Note that you need to wait for the previous stage to successfully build once before you can add a repository link to it.

I just tried the other answer and they are not working for me, so I invented another way of chaining builds by using separate branch for each build rule, e.g.:

master              # This is for docker image tagged base
docker-build-stage1 # tag stage1
docker-build-latest # tag latest
docker-build-dev    # tag dev

in which stage1 is dependent on base, latest is dependent on stage1, dev is based on latest.

In each of the dependencies’ post_push hook, I called the script below with the direct dependents of itself:

#!/bin/bash -x

git clone https://github.com/NobodyXu/llvm-toolchain.git
cd llvm-toolchain
git checkout ${1}
git merge --ff-only master

# Set up push.default for push
git config --local push.default simple

# Set up username and passwd
# About the credential, see my other answer:
#     https://stackoverflow.com/a/57532225/8375400
git config --local credential.helper store
echo "https://${GITHUB_ROBOT_USER}:${GITHUB_ROBOT_ACCESS_TOKEN}@github.com" > ~/.git-credentials

exec git push origin HEAD

The variables GITHUB_ROBOT_USER and GITHUB_ROBOT_ACCESS_TOKEN are environment variables set in docker hub auto build configuration.

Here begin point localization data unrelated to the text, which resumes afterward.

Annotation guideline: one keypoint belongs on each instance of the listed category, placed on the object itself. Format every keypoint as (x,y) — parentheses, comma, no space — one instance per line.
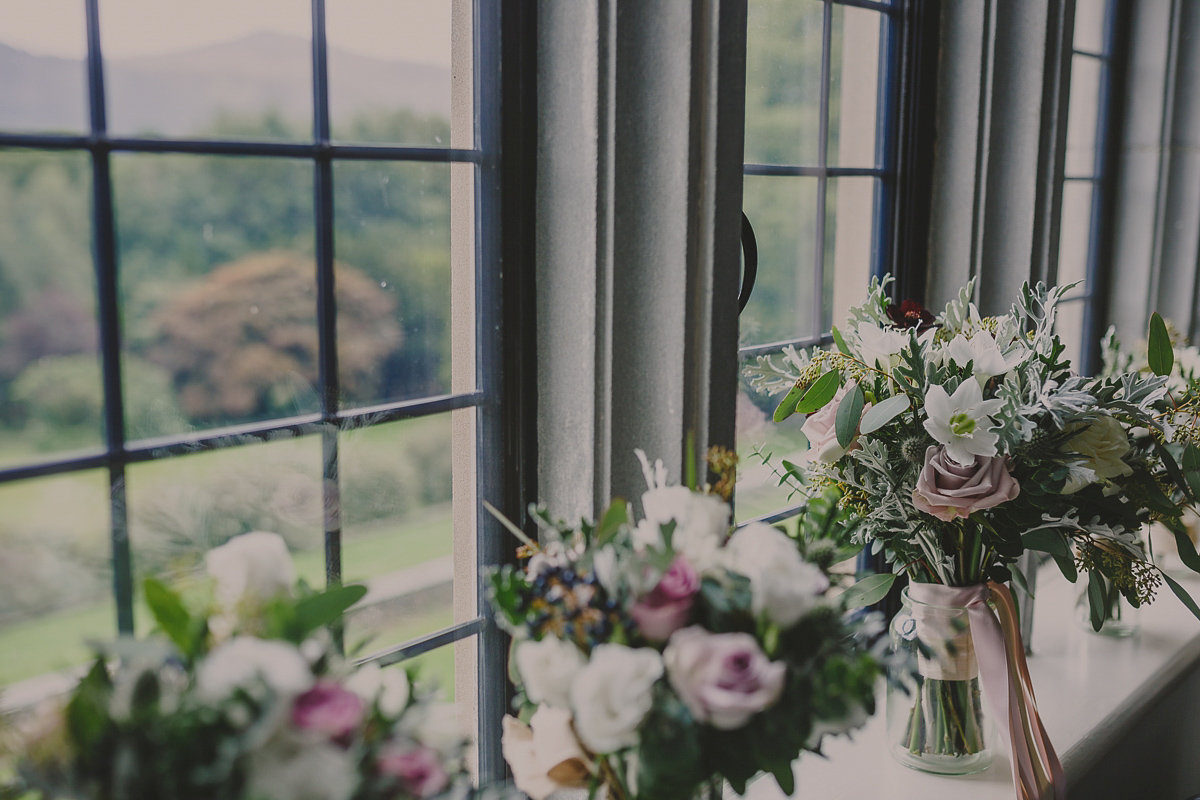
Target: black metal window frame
(1103,182)
(503,356)
(894,106)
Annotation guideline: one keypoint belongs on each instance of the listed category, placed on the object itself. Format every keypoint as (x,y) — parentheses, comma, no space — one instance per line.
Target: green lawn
(58,641)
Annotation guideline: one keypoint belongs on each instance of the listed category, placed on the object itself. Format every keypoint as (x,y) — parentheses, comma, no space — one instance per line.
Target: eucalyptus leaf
(169,612)
(883,413)
(868,591)
(1097,599)
(1192,468)
(1187,549)
(1182,594)
(820,394)
(1159,354)
(1048,541)
(850,413)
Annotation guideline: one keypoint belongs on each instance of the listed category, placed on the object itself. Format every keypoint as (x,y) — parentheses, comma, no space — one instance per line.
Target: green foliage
(868,591)
(63,398)
(1159,353)
(850,413)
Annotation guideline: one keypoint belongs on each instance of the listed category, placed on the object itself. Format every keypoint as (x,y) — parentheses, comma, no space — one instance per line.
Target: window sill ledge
(1092,692)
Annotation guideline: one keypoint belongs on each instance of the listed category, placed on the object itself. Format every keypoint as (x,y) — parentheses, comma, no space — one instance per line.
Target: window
(822,85)
(250,280)
(1087,181)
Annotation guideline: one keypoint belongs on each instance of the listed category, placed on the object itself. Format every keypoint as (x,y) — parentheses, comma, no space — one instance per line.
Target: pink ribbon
(1037,773)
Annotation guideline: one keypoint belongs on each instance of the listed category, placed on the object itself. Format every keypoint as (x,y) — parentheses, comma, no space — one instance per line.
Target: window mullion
(105,257)
(327,301)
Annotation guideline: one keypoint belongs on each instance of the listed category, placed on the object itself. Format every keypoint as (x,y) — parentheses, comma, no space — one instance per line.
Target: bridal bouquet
(655,657)
(241,695)
(961,441)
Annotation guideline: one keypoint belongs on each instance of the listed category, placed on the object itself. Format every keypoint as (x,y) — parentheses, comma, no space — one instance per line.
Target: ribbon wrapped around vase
(1037,773)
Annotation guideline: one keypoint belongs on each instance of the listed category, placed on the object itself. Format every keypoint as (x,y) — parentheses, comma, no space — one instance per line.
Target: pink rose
(949,489)
(666,608)
(820,428)
(329,709)
(419,769)
(724,679)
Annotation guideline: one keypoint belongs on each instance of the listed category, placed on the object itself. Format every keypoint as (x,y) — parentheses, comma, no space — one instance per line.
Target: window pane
(850,244)
(215,68)
(853,86)
(184,506)
(1069,326)
(393,232)
(1075,235)
(42,77)
(389,71)
(55,558)
(399,535)
(51,397)
(219,284)
(783,211)
(1083,115)
(1090,25)
(783,82)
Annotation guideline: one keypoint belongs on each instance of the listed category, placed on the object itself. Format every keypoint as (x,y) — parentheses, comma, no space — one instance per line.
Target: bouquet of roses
(655,657)
(241,693)
(963,440)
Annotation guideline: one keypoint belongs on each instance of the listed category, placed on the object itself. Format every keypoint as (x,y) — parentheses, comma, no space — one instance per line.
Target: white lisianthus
(961,421)
(880,347)
(783,584)
(389,687)
(291,768)
(611,696)
(1103,443)
(249,570)
(244,662)
(547,668)
(702,521)
(982,352)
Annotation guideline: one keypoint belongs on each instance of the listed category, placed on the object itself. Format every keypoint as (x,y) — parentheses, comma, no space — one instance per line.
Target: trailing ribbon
(1037,773)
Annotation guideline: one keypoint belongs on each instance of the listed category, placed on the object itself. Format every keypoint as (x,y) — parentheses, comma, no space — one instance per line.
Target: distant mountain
(180,94)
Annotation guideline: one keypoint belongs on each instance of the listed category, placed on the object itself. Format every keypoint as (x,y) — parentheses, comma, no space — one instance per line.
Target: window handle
(750,262)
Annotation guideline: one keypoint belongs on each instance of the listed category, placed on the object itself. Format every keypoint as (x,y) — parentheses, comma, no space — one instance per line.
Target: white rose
(244,661)
(545,755)
(389,687)
(1104,443)
(293,769)
(249,571)
(611,696)
(783,584)
(702,521)
(547,668)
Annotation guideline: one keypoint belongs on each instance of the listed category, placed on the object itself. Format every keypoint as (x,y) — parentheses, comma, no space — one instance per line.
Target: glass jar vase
(1120,619)
(936,717)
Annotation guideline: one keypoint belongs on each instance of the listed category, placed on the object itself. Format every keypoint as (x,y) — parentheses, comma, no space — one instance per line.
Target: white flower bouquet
(961,441)
(655,657)
(241,693)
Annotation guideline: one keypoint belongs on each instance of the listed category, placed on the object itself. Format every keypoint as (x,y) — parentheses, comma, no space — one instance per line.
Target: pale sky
(408,30)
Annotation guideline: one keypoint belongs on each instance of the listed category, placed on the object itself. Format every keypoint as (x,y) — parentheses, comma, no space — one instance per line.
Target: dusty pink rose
(820,428)
(949,489)
(329,709)
(419,769)
(724,679)
(666,608)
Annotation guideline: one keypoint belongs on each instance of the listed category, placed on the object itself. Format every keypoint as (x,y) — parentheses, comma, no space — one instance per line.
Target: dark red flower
(911,313)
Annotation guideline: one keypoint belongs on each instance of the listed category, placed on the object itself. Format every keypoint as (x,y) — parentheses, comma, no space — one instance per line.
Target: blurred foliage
(243,343)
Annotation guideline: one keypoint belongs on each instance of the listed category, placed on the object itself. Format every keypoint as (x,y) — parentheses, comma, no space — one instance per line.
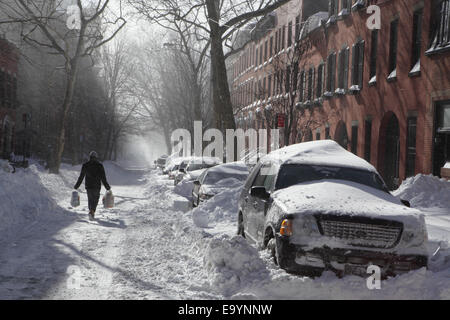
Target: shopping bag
(75,201)
(108,200)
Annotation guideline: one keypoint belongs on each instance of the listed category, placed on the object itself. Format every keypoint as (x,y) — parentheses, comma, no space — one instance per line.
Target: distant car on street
(191,168)
(217,179)
(161,161)
(315,206)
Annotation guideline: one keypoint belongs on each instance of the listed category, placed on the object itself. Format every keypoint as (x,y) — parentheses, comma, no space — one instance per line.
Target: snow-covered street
(151,246)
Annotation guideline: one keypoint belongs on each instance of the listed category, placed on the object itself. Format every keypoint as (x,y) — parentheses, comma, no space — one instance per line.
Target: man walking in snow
(95,176)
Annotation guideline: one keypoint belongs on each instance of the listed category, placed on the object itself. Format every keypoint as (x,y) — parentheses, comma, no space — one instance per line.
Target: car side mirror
(259,192)
(406,203)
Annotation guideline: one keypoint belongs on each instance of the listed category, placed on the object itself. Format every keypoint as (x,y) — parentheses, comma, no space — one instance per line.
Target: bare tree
(217,20)
(44,23)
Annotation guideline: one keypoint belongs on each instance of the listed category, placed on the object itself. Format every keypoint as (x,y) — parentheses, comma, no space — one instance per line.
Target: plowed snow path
(129,252)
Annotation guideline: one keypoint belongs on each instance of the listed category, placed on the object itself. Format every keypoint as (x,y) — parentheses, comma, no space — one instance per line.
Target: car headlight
(416,238)
(205,196)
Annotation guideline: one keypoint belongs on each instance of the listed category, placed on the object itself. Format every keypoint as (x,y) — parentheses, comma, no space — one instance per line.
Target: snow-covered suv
(318,207)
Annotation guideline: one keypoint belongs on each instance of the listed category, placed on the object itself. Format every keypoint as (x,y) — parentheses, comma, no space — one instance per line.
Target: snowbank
(23,199)
(425,191)
(233,264)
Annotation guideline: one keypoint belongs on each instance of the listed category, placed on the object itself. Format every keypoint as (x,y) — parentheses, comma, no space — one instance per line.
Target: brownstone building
(382,91)
(8,98)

Personally, I prefer to register a new robot account with 2FA enabled on github specifically for this, invite the robot account to become a collaborator and use access token instead of password as it is safer than using your own account which has access to far more repositories than needed and is also easy to manage.

Edit:

You need to disable repository link, otherwise there will be a lot of unexpected build jobs in docker hub.

If you want to see a demo of this solution, check NobodyXu/llvm-toolchain.